また、塩害地域の場合、材料そのものも大切ですが、アースの施工や架台と止付けるボルトナットの選定、絶縁ワッシャーなど、施工上にもたくさんの注意が必要ですね。
IEC61701:2011 塩水噴霧耐食性試験
ソーラーパネルのIEC規格では塩水噴霧(耐食性)試験の基準があり、基本その内容で業界統一されております。
しかし、ここでも注意が必要です。この試験には5段階の試験があり、最小限の試験をクリアした場合でも評価書は出るのです。
ちなみに、RECではIEC61701のSeverity6(クリックすると証明書PDFをご覧いただけます)という認証を取っています。

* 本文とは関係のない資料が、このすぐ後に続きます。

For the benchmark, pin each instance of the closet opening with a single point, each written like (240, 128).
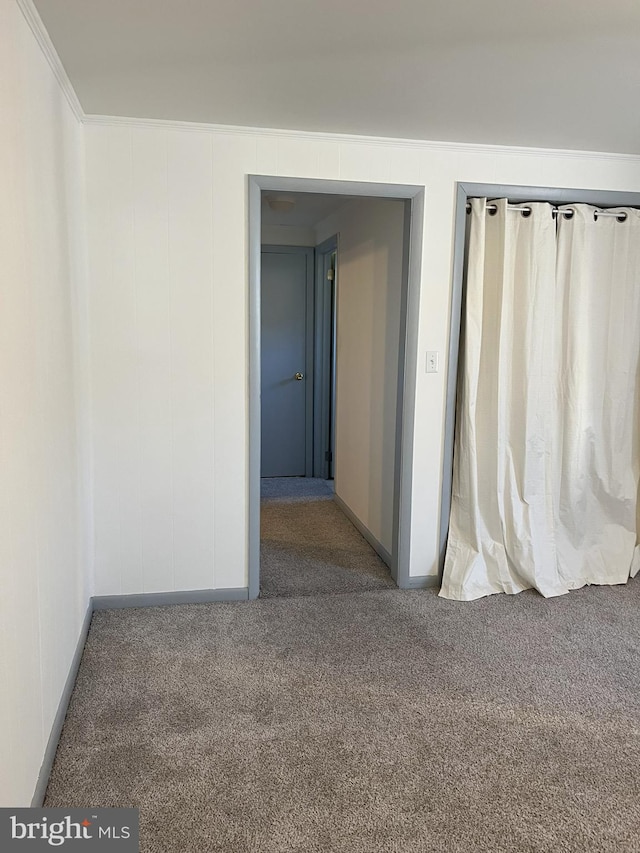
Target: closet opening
(533, 277)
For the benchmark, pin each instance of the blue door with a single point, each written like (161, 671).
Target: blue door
(286, 340)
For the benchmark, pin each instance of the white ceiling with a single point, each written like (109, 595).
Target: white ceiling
(551, 73)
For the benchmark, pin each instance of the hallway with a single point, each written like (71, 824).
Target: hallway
(309, 547)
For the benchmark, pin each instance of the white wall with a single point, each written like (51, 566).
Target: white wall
(169, 285)
(370, 249)
(43, 556)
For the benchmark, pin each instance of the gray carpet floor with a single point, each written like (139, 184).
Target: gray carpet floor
(381, 722)
(309, 547)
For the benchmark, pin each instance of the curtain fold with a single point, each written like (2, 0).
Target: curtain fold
(547, 447)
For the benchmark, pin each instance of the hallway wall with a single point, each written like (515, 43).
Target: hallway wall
(169, 327)
(44, 506)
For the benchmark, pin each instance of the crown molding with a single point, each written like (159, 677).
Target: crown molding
(352, 139)
(38, 29)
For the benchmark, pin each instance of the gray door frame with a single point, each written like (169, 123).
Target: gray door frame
(408, 365)
(516, 194)
(323, 386)
(308, 367)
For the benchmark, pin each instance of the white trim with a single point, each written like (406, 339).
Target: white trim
(38, 29)
(346, 138)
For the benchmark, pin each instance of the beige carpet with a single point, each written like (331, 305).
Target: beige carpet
(377, 722)
(309, 547)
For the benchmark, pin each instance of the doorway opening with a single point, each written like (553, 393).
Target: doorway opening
(332, 379)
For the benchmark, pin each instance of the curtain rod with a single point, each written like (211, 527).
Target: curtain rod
(568, 213)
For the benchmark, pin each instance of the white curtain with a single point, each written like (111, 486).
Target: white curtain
(547, 445)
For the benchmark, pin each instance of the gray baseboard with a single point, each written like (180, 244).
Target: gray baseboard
(421, 582)
(377, 546)
(161, 599)
(61, 713)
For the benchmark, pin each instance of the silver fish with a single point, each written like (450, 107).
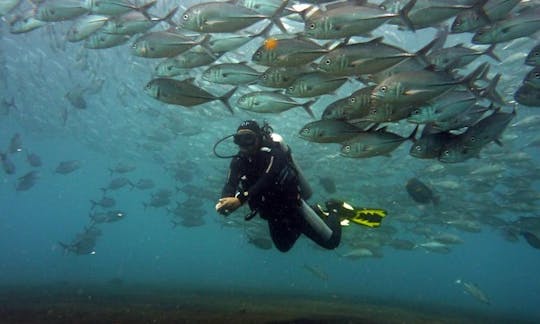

この規格は下記のように内容を区分けされておりますので、皆様が設置を考えている地域でどの基準までの物を採用するか参考にされてはいかがでしょうか?
特に、メーカーにより塩水噴霧試験のSeverity等級が違いますので各メーカー様によく確認したほうが良いですね。
Severity(厳しさ) | 塩水噴霧試験の条件 | 試験の必要日数 |
1 | 15~35℃の環境下で塩分5%の水溶液2時間噴霧 40℃、湿度93%(7日間) 以上を4回繰り返す | 28日間 |
3 | 15~35℃の環境下で塩分5%の水溶液2時間噴霧 40℃、湿度93%(20~22時間) 以上を4回繰り返す 23℃、湿度45~55%で3日間乾燥 (※4,5,6の基本試験) | 7日間 |
4 | Severity(厳しさ)3の試験を2回繰り返す | 14日間 |
5 | Severity(厳しさ)3の試験を4回繰り返す | 28日間 |
6 | Severity(厳しさ)3の試験を8回繰り返す | 56日間 |
ということで、RECでは塩水噴霧耐食性試験でIEC61702:2011のSeverity6という試験にクリアしてますので、RECは塩害仕様のソーラーパネルとしています。
もちろん、設置場所や施工方法、メンテナンスなどきちんとマニュアルに沿って設置頂くようお願い申し上げます。